Daniel C. Buckles, MD, associate professor of gastroenterology, hepatology, and motility at the University of Kansas Medical Center in Kansas City, who was not part of the review, said high EGDs are essential for many reasons, including avoiding overuse when the results of the procedure are unlikely to change a patient’s treatment, but add risk to the patient and increase costs to the healthcare system .

“The lack of training to recognize significant gastrointestinal pathologies seen on an EGD and the lack of standardized reporting of gastrointestinal abnormalities using validated classification systems may lead to suboptimal treatment and follow-up for patients,” he noted.

Testing provider adherence to guidelines years after they were released helps providers understand what works and can improve outcomes, Buckles said.

Buckles said one of the highlights of the review was that the researchers were able to say with confidence that the use of standardized checklists and frequent audits had value for improving quality indicators. pre-procedural and post-procedural.

“The authors also concluded that targeted educational interventions could improve endoscopists’ abilities to adhere to standardized Barrett’s esophagus examinations,” he added. “Unfortunately, the authors were unable to find much evidence of interventions that would improve intra-procedural EGD quality indicators.”

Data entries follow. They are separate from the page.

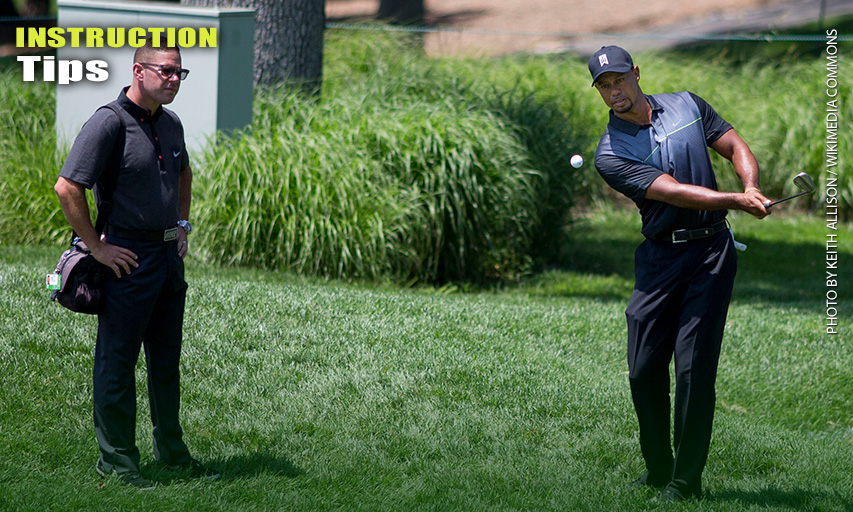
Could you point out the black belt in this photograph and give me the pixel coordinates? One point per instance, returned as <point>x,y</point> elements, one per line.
<point>143,235</point>
<point>683,235</point>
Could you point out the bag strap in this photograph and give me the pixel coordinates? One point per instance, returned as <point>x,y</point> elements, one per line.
<point>109,179</point>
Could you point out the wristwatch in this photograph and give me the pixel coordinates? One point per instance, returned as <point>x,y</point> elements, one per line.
<point>186,225</point>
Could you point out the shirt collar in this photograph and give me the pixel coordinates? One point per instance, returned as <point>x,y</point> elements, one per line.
<point>631,128</point>
<point>141,114</point>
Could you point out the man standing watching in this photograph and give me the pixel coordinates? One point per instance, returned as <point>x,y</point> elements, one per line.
<point>143,245</point>
<point>655,152</point>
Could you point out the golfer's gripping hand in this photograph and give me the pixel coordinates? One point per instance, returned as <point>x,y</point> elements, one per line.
<point>752,202</point>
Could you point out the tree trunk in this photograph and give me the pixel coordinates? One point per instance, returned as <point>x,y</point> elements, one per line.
<point>402,12</point>
<point>288,40</point>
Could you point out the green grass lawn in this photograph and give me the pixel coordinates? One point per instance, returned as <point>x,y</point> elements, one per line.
<point>312,395</point>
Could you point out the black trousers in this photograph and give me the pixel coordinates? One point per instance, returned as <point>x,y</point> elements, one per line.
<point>678,308</point>
<point>144,309</point>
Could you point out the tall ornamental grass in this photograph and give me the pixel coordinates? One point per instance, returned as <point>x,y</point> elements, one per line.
<point>29,162</point>
<point>369,186</point>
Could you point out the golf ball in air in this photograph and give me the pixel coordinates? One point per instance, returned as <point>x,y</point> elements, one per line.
<point>576,161</point>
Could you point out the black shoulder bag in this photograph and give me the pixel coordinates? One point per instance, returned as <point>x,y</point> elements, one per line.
<point>81,276</point>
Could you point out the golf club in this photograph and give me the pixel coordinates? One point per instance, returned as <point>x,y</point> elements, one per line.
<point>803,182</point>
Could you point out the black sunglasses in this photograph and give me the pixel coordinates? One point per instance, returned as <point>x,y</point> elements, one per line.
<point>168,71</point>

The authors highlighted a prospective study that assessed whether an audit intervention helped in 10,000 consecutive EGDs. They found that the audits “improved the quality of the EGD report, such as substantiating incompleteness or accurately describing the lesion/segment, regardless of the endoscopist’s experience in documenting the report (specialist versus trainee )”. When audits were used in other studies to assess overall endoscopy performance (including EGD and colonoscopy), results showed similar improvement in important endpoints, the authors wrote. Additionally, “the use of dictation templates has been shown to improve the completeness of the endoscopy report.”

A study conducted by the European Network for the Investigation of Alterations of the Gastrointestinal Mucosa found inconsistent compliance with EGD biopsy sampling guidelines in patients with evidence of gastric pathology, even in academic centers. The authors of this study recommended dedicated educational programs to raise awareness of the scenarios warranting gastric harvesting during EGD.

The authors of the present study also acknowledge that many good practices that can improve quality, such as withdrawal times or checklists for administering antibiotics during catheter placement percutaneous feeding, are unlikely to be formally studied.

“Nevertheless, such practices should be encouraged and monitored,” they wrote.

“This document summarizes the practices and interventions that can enable high-quality endoscopy,” they concluded. “Furthermore, the paucity of strong data to support interventions that may improve important quality indicators in upper gastrointestinal endoscopy should be viewed as an opportunity.”

Several authors disclosed relationships with commercial interests, such as Boston Scientific, Salix, and Janssen. Buckles reports no relevant financial relationships.